Speaking of his race win, he said: “I’m really happy, because I’ve been really close to the victory already twice this year, and I lost it just a couple of laps to the end of the races.

“I really wanted this victory, and I think if people on the outside could see, because at the beginning I tried to be as aggressive as possible, obviously staying in the limit.

“Once I got the move done my pace was better, so I was able to create a gap and to manage it through the end of the race.

He added: “I know just for the championship I lost a lot of points, but racing is racing, and incidents can always happen. I’m really happy and also for the team because this is a result that we deserve.”

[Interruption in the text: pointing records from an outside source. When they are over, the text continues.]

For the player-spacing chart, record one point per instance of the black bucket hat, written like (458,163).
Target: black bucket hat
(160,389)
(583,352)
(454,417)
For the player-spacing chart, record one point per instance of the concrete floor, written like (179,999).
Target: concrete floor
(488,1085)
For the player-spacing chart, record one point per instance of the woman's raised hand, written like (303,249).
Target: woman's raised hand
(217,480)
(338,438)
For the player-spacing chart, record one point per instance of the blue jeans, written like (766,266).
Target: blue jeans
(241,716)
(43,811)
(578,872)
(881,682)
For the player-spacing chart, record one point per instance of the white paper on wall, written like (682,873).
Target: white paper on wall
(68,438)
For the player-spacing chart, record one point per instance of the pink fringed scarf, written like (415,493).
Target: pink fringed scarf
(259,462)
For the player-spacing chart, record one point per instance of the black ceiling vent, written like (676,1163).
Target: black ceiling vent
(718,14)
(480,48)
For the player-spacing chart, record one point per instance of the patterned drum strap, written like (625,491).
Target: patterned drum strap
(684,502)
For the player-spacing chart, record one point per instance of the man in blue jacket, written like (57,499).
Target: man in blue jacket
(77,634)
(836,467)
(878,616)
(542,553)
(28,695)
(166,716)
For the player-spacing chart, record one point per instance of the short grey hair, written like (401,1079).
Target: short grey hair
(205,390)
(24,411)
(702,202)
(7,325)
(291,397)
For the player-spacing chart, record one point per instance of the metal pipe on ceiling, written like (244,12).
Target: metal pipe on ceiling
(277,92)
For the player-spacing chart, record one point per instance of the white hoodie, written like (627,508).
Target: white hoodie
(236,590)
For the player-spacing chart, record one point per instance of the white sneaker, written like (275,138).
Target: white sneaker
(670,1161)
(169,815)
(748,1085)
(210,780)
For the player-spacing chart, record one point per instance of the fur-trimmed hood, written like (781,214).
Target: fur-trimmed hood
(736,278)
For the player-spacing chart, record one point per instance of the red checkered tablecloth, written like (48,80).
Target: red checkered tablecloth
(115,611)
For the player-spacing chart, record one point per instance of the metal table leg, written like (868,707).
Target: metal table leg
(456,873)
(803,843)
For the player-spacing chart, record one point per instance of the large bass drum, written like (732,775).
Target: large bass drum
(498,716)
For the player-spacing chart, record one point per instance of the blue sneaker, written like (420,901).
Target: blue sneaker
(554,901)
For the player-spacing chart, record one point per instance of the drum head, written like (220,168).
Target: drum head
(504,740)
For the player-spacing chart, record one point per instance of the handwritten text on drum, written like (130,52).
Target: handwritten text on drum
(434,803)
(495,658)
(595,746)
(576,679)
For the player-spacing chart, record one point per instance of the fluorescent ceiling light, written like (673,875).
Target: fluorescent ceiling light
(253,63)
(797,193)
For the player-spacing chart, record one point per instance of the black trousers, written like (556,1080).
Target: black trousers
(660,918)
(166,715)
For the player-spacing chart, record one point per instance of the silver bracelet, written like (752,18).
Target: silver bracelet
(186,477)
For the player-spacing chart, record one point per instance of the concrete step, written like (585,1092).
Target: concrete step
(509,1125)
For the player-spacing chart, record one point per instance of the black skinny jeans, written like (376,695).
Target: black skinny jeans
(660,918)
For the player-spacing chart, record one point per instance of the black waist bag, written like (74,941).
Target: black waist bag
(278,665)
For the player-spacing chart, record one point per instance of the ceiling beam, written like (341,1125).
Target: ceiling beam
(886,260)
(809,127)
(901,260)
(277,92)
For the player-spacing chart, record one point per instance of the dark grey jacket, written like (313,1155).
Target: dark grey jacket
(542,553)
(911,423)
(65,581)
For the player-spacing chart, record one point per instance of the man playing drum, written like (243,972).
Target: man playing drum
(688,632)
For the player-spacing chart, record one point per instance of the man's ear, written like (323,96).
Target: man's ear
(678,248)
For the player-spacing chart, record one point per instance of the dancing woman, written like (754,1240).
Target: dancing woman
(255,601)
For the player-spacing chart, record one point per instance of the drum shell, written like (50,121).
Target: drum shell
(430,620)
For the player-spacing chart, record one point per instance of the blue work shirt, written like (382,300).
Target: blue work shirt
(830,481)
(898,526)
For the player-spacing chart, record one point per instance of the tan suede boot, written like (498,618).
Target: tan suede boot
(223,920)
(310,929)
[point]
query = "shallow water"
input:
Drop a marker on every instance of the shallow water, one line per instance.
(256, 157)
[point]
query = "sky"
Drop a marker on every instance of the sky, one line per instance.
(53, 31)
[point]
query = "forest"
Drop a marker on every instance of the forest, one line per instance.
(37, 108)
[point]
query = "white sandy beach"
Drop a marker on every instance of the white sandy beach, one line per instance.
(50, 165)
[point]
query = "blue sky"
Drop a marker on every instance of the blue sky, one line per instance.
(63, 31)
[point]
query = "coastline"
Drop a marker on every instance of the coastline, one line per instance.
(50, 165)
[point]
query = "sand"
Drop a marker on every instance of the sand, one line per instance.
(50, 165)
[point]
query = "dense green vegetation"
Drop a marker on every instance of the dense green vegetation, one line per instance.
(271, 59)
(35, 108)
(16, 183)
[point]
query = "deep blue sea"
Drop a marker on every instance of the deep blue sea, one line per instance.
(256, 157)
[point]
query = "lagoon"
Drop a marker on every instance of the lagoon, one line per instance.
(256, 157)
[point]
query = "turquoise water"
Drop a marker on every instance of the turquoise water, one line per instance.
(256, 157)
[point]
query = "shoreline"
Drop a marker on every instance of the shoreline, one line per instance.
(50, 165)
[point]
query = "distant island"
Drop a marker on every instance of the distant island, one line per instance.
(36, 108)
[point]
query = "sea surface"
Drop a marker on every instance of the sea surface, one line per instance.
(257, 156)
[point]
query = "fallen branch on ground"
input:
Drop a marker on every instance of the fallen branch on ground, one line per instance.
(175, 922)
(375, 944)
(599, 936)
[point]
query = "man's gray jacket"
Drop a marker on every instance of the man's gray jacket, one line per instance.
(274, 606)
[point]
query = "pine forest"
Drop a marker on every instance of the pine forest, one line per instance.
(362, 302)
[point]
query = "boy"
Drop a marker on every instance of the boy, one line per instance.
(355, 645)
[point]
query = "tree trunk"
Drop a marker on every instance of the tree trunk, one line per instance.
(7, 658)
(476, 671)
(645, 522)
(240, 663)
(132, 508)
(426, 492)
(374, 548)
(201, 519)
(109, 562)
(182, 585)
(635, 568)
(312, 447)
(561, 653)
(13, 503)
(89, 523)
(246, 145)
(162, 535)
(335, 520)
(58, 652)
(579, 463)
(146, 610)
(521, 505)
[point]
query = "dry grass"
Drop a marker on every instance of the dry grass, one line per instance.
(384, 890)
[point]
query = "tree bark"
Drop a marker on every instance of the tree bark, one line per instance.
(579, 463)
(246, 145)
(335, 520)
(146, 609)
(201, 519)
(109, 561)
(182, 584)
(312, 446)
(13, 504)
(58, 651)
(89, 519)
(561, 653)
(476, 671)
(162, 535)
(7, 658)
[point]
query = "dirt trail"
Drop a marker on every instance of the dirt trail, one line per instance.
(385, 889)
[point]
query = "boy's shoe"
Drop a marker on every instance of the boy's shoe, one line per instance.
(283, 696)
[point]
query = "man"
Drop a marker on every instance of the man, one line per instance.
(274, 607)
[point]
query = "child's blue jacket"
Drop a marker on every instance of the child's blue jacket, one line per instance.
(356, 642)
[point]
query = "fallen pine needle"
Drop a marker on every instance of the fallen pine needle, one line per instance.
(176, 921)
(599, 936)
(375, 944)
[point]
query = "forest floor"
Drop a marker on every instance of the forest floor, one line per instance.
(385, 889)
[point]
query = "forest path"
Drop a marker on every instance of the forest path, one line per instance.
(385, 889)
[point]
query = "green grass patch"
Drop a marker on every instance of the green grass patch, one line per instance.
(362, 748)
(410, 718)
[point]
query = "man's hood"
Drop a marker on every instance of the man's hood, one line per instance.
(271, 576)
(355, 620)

Photo: DPPA / Red Bull Content Pool

Trident could have performed in the dry too

Hitech GP and HWA made the top step of the podium for the first time in 2021, but Prema’s usual main rival Trident couldn’t get near it and took a best finish of third from the weekend with Jack Doohan.

The Australian had an up-and-down weekend, strugglinh in race two’s heat and falling out of the points positions, but then finding something on the car that got him pumped up for Sunday’s race in which he finished third.

“Race one wasn’t amazing, again we were struggling with the rear, never really felt comfortable, never felt I was in a position to move forward,” Doohan said.

“Luckily, we scraped ninth, then for race two it was the same. I couldn’t brake because of rear locking, and I ended up having a 68(%) brake bias. To give you a reference I am normally 59 to 60 on a push lap but by the second lap I was already at 64, 66 and couldn’t stop the rear from locking.

“As soon as I wanted to turn in it just wanted to snap so there was a clear issue. Honestly, if I didn’t back off the pace, I would have fenced it. It was very disappointing.

“On the managing side, I think it was the best race I have ever done. This time last year or even at the beginning of this year I would have lost it.

“We found a huge thing last night, it kind of justified what has been going on at the last two rounds and I was really looking forward to today. Then it started raining but I wasn’t upset by that. It was a good race in the wet, happy to get P3, but I think we deserved more, just unfortunate that we don’t have the pace of those red cars.”